40.What should be done after a bug is found?
The bug needs to be communicated and assigned to developers that can fix it. After the problem is resolved, fixes should be re-tested, and determinations made regarding requirements for regression testing to check that fixes didn't create problems elsewhere. If a problem-tracking system is in place, it should encapsulate these processes. A variety of commercial problem-tracking/management software tools are available
The following are items to consider in the tracking process:
•Complete information such that developers can understand the bug, get an idea of it's severity, and reproduce it if necessary.

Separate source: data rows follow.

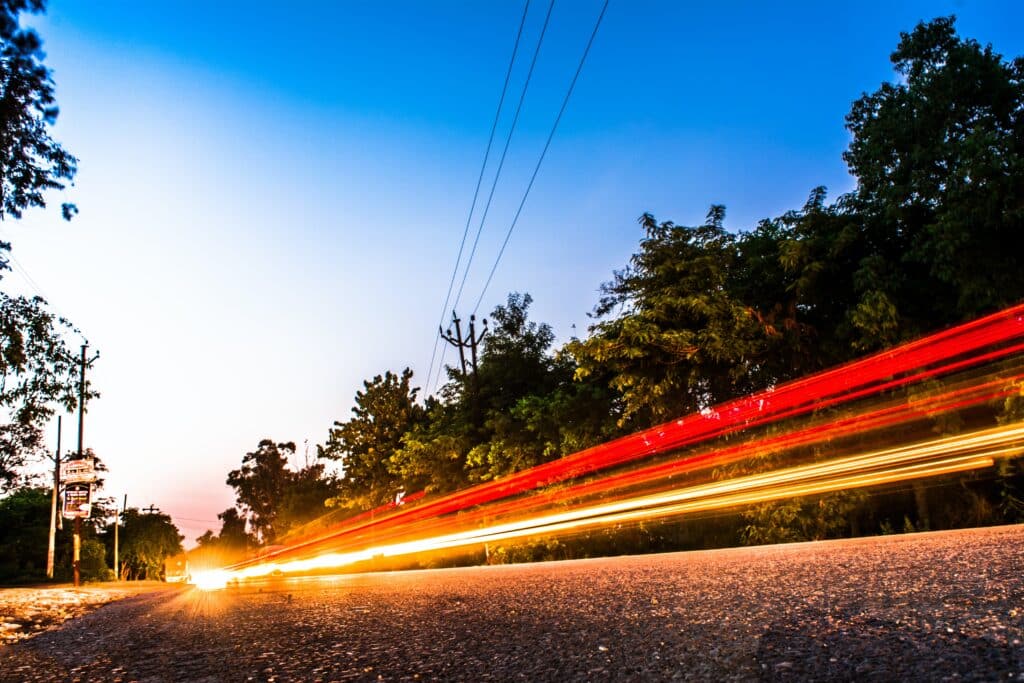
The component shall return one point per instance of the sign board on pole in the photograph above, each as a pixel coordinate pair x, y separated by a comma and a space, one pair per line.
78, 501
78, 471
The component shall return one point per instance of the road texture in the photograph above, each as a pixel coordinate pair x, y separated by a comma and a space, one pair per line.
928, 606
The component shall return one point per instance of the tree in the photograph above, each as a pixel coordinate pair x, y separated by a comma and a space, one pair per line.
37, 371
260, 483
385, 410
25, 516
305, 495
939, 162
31, 161
147, 540
676, 335
34, 359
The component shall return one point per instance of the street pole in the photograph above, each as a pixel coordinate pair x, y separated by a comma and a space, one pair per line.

•Bug identifier(number,ID,etc.)
•Current bug status (e.g., 'Released for Retest', 'New', etc.)
•The application name or identifier and version
•The function, module, feature, object, screen, etc. where the bug occurred
•Environment specifics, system, platform, relevant hardware specifics
•Test case name/number/identifier
•One-line bug description
•Full bug description
•Description of steps needed to reproduce the bug if not covered by a test case or if the developer doesn't have easy access to the test case/test script/test tool
•Names and/or descriptions of file/data/messages/etc. used in test
•File excerpts/error messages/log file excerpts/screen shots/test tool logs that would be helpful in finding the cause of the problem
•Severity estimate (a 5-level range such as 1-5 or 'critical'-to-'low' is common)
•Was the bug reproducible?
•Tester name
•Test date
•Bug reporting date
•Name of developer/group/organization the problem is assigned to
•Description of problem cause
•Description of fix
•Code section/file/module/class/method that was fixed
•Date of fix
•Application version that contains the fix
•Tester responsible for retest
•Retest date
•Retest results
•Regression testing requirements
•Tester responsible for regression tests
•Regression testing results
A reporting or tracking process should enable notification of appropriate personnel at various stages. For instance, testers need to know when retesting is needed, developers need to know when bugs are found and how to get the needed information, and reporting/summary capabilities are needed for managers.